Tinha medo de não conseguir falar, o que me fez buscar outras formas de me
expressar. Tive medo de ser abandonada por não conseguir receber um olhar mais
atento, alegre, orgulhoso ou sequer compreensão e identidade, então busquei
constantemente formas de me tornar uma pessoa melhor. O medo de errar e
atrapalhar me fez ser atrapalhada e desastrada por muito tempo, tornando-me
metódica, sistemática e organizada. Tive medo de perder o braço direito por uma má
formação na cartilagem do ombro, o que me fez treinar a mão esquerda para
substituí-la se fosse o caso. Tive medo de ficar cega então estive mais atenta aos
treinamentos de artes marciais nos filmes para apurar minha audição. O medo de
ser reprovada em testes de princesa me fez treinar a sensibilidade tátil para sentir
um grão de feijão debaixo do colchão (não consegui, caso queiram saber, foi uma
das minhas frustrações na infância: eu percebi que não era princesa).
Claro que na época eu não tinha noção das representações de cada medo e
nem do quanto o medo fazia por mim. Foi o medo de perder a memória que me
tornou escritora.
Então, para onde nossos instintos, nossa sexualidade, nossa natureza
inteligente, fecunda e criadora, e o próprio medo nos leva? À ação. A máxima “e se
der medo, vai com medo mesmo” diz para levar o medo conosco e não eliminar
antes de ir.
Acredito que seja exatamente pela adrenalina liberada que nos torna super ao
nos preparar para lutar ou fugir, trazendo à tona potenciais sobrehumanos como a
superforça que faz uma pessoa comum levantar um carro com as próprias mãos e
sem ajuda, arrancar o cinto de segurança do filho na mão, ter agilidade e reflexos
precisos como os de um Jack Chan, olhar minucioso e análise ágil, precisa e efetiva
como de um Sherlock. Tudo pela sobrevivência.

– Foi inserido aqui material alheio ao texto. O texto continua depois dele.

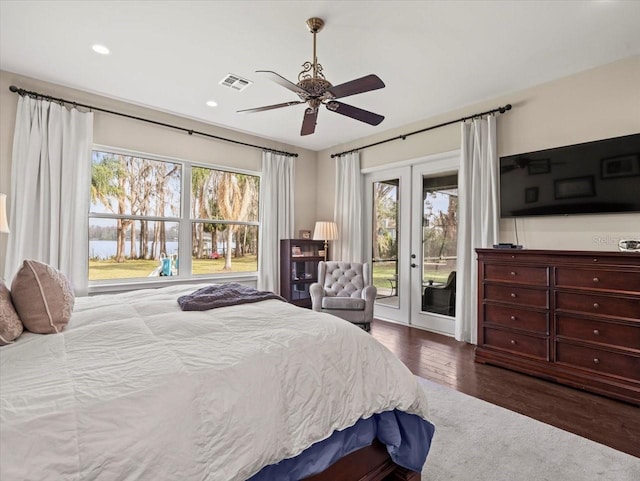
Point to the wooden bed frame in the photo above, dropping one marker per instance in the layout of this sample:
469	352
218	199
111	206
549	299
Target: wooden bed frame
371	463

O medo presentifica, traz a atenção total ao momento presente e a tudo o que
acontece ao redor, torna sensível o que nos acostumamos a ignorar. Então, conviver
com o medo é aprender a gratidão à força, pois é impossível não enxergar vitória em
cada ação concluída, os tímidos que o digam quando conseguem finalmente se
comunicar com quem gostariam. O medo que eu tinha de tudo poderia realmente ter
me paralisado em posição fetal durante toda a minha vida, porém foi minha decisão
de viver e conviver com ele que me tornou corajosa, afinal o medo de dizer “oi” é o
mesmo de expressar o que eu gostaria de comunicar.
Ter medo, para mim, é viver intensamente para que o medo de morrer não me
mate prematuramente e me torne um zumbi indiferente aos pedaços deixados pelo
caminho. Sinto que em minha plenitude reside a felicidade de ser quem sou.